Note: Multicolumn and multirow formatting is on the todo list.
<table-formula> ::= <expression> "~" <expression>
<expression> ::= <term> "+" <expression> | <term>
<term> ::= <factor> "\*" <term> | <factor>
<factor> ::= "(" <expression>" ")" |
<variable> |
<function-name> "(" <r-expression> ")"
<function-name> ::= <identifier>
<variable> ::= <identifier>
( "::" <identifier> )
( "[" ( <integer> | '"' <format> '"' "]" )
<identifier> ::= 1 | ( [A-Za-z\_] | .[A-Za-z\_] ) [A-Za-z0-9\_.]+
<format> ::= "%" (<flags>) (<width>) (. <precision>) <specifier>
<flags> ::= <flag> | <flag> <flags>
<flag> ::= "-" | "+" | " " | "#" | "0"
<width> ::= <integer>
<precision> ::= <integer>
<specifier> ::= [diuoxXfFeEgGaAcspn]
<integer> ::= [0-9]+
A variable identifier can specify desired resolution, and / or the
type it should be treated as. For example:
albumin[2]::Numerical
specifies that albumin should be
reported with 2 significant digits and treated as a Numerical variable.
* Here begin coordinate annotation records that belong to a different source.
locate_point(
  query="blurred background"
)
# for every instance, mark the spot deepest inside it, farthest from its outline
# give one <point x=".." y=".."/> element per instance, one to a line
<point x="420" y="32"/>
An alternate approach allows for sprintf specification, such as
albumin["%0.2g"]
Instead of focusing on machine representation as type, what if statistical type were the focus? The following types I feel are more sensible and useful to real world measurements:
This information defines what operations and tests can be done on data far better than worrying about the number of bits in the storage format. The type could define exactly what tests are allowed on data.